What happens when the character from the performance Dreams and Obstacles whirls around and around, only to find herself in the new performance Perchance to Dream? That spin-off leads to new images that question leaving one’s own country, life in art, the possibility or impossibility of choice, and the value of a dream. [2016]

Every day, on her way to her theater, a young woman sees the same man. Surrounded by his unpacked backpack and his instruments, a blanket with exotic ornaments draped over his shoulders, he plays. They do not share their mother tongue, but they share different languages that transcend speech. She tells him, or imagines to tell him, the story of her life. He replies with his music.

They try to find the sense of their life choices in a world where people are forced to abandon their countries in order to save themselves, in a world where sometimes, it is more important to follow the thread of Shakespearian dreaming.

The totalitarian mind would like our life and our dreams to be nothing, not only from the point of view of some constructed totality, but also for ourselves, for each of us individually. DAH Theater’s  “Perchance to Dream!” (2016, directed by Dijana Milošević) opens windows for us and frames (literally – scenically) our little lives and little dreams, which we should not allow anyone to convince us that they’re the same as everyone else’s, and irrelevant from the standpoint of the whole. And who determines what is and what that whole must be – somehow they always fail to tell us that.

With
her developed and mature stage presence, Ivana Milenović Popović plays her life and her dreams, and the interaction with the musician (Uglješa Majdevac) enables that presence to be defined as such – stage, the game overcoming the dichotomy between reality and fiction, life and art, fantasy and reality, dreams and wakefulness. And of course, it’s a play about both art and the artist: because what if, after a long and hard acquisition of artistic skills, “working on ourselves”, again – but this time just like artists – we face a hard wall of reality, when we realize that for us, and that for us as artists, again there is no exit and no escape, no secret key, and the burden we have taken on is not at all easy. Everything but to speak our piece would be cowardice and a crime, and finally as artists we must act. That sometimes the word is not only for us, but also for someone else, for some others, who are starving in us with anticipation and hope, with the feeling that we owe them something. That as artists we must be able to put ourselves in the place of another, others, sometimes in the place of so many others that their number is not even known, because others should never be a number. And where no one is a number anymore – art would have to be born there.

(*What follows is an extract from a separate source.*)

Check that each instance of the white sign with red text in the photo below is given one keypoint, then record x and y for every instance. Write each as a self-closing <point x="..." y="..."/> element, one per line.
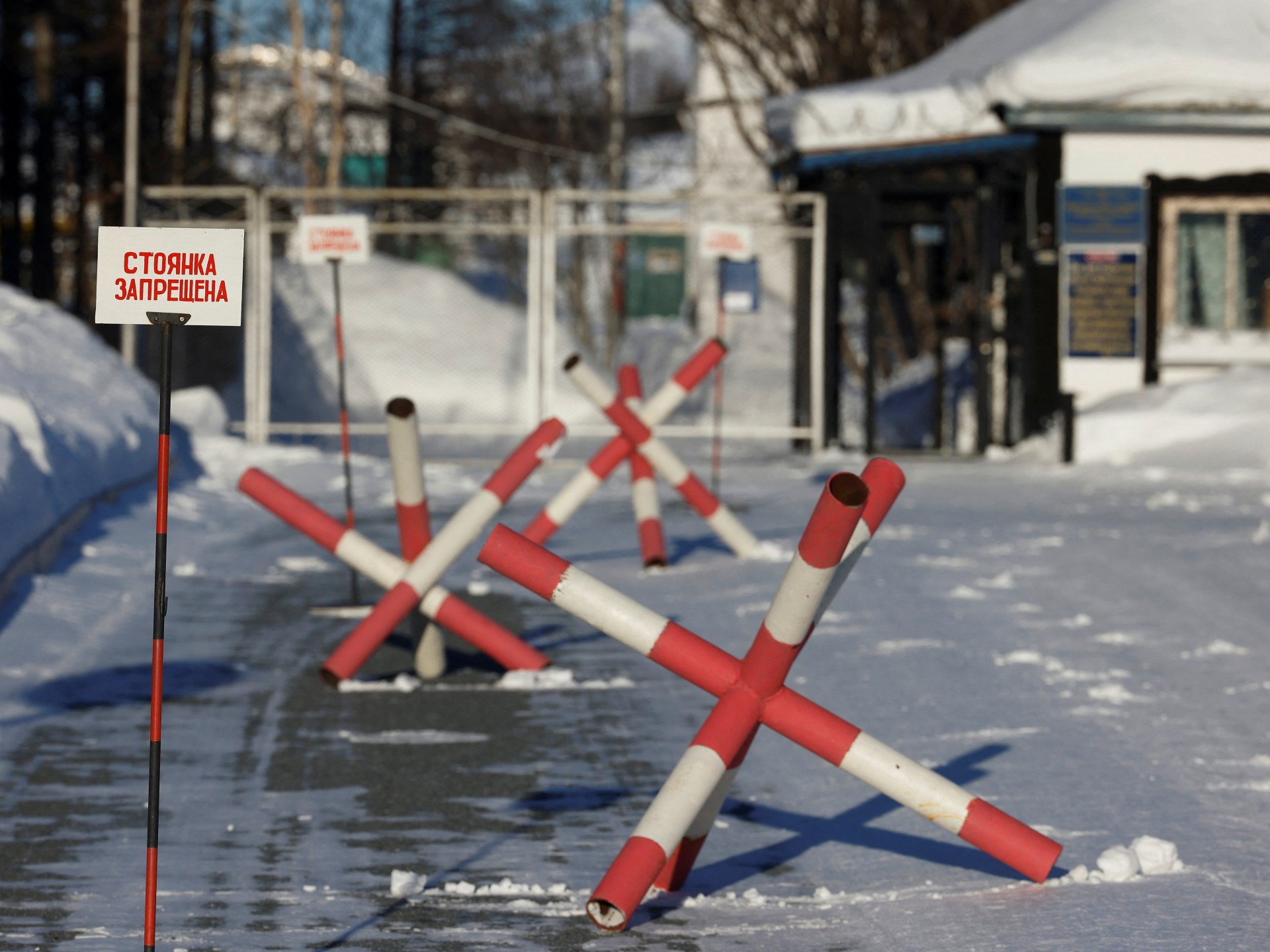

– Vladimir Kolarić, writer, theorist of art and film [excerpted from ‘TO THE LAST BREATH’]


Direction and dramaturgy: Dijana Milošević
Actress: Ivana Milenović Popović
Texts used in the performance:
Ivana Milenović Popović, a fragment from Hamlet by Shakespeare, text by Irene Meier from the book Women’s Side of War, text by Jugoslava Hadžić from the performance ‘Dreams and Obstacles.’
Musician: Uglješa Majdevac
Music: P. I. Čajkovski, C. Nielsen, D. Brubeck, Slovakian folklore themes, Buldožer,
W. Lutoslawski, I. Stravinski, U. Majdevac
Scenography: Neša Paripović
Costume: Ivana Stanković
Light Design: Milomir Dimitrijević
Photography: Una Škandro
Public Relations and Organization: Nataša Novaković

DAH Theatre would like to thank: Jadranka Anđelić, Zoran Lazović, Maja Mitić, Shira Wolfe

DAH Theatre’s special thanks go to Irina Kruzhilina for costume concept.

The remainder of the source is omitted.